OpenAI’s plans to bring its flagship $500bn AI data centre project to the UK have been put on hold, with the ChatGPT developer citing energy costs and regulatory issues as factors which have halted its plans.
OpenAI announced plans to bring its giant Stargate AI project to the UK in September last year, marking what it said was ”a major step forward in the US-UK technology partnership” helping the UK government build its sovereign AI capabilities.
The UK government said the project would “help boost AI infrastructure and adoption in the UK – transforming public services and growing the economy”.
The scheme was run in partnership with Nscale and Nvidia, with plans to run around 8,000 Nvidia AI processors at a data centre in Cobalt Park, Tyneside, during the first quarter of this year.
Commenting on pausing Stargate UK, OpenAI said: “We see huge potential for the UK's AI future. London is home to our largest international research hub, and we support the Government's ambition to be an AI leader.

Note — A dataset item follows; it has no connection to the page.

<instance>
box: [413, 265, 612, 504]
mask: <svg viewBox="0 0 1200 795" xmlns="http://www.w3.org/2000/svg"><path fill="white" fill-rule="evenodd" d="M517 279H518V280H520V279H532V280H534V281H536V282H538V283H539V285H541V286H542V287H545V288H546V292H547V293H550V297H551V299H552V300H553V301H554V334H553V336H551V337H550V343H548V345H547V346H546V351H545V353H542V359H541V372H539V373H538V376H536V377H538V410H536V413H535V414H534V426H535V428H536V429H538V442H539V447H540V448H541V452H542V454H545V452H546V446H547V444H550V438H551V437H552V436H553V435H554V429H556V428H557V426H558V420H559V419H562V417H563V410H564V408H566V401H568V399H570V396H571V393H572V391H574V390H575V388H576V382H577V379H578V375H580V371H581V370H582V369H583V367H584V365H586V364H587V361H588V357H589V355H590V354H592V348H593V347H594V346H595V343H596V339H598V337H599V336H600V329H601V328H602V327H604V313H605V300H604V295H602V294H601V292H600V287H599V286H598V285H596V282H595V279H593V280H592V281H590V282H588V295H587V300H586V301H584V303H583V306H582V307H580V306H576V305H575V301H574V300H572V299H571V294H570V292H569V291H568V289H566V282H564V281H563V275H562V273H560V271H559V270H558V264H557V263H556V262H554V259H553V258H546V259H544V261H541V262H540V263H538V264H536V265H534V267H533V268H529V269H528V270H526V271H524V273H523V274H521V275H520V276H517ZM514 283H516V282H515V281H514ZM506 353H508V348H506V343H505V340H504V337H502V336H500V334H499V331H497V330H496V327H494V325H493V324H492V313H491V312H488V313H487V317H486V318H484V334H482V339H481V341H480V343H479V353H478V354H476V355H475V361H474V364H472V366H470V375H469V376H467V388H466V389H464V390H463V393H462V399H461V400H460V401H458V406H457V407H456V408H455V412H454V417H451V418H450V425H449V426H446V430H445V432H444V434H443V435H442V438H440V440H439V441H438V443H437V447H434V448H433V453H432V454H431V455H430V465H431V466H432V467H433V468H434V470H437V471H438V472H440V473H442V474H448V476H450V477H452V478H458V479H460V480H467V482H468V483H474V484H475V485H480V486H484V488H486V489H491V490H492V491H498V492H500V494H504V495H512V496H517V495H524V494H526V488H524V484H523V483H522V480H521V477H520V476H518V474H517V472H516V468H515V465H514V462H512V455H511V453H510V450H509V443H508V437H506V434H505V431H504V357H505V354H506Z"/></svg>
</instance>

"AI compute is foundational to that goal - we continue to explore Stargate UK and will move forward when the right conditions such as regulation and the cost of energy enable long-term infrastructure investment."
The news that OpenAI’s Stargate plans in the UK had stalled was first reported by the Daily Telegraph. OpenAI announced plans for its $500bn Stargate project in January 2025.
It was announced at the White House by President Donald Trump who billed it "the largest AI infrastructure project by far in history" and said it would help keep "the future of technology" in the US.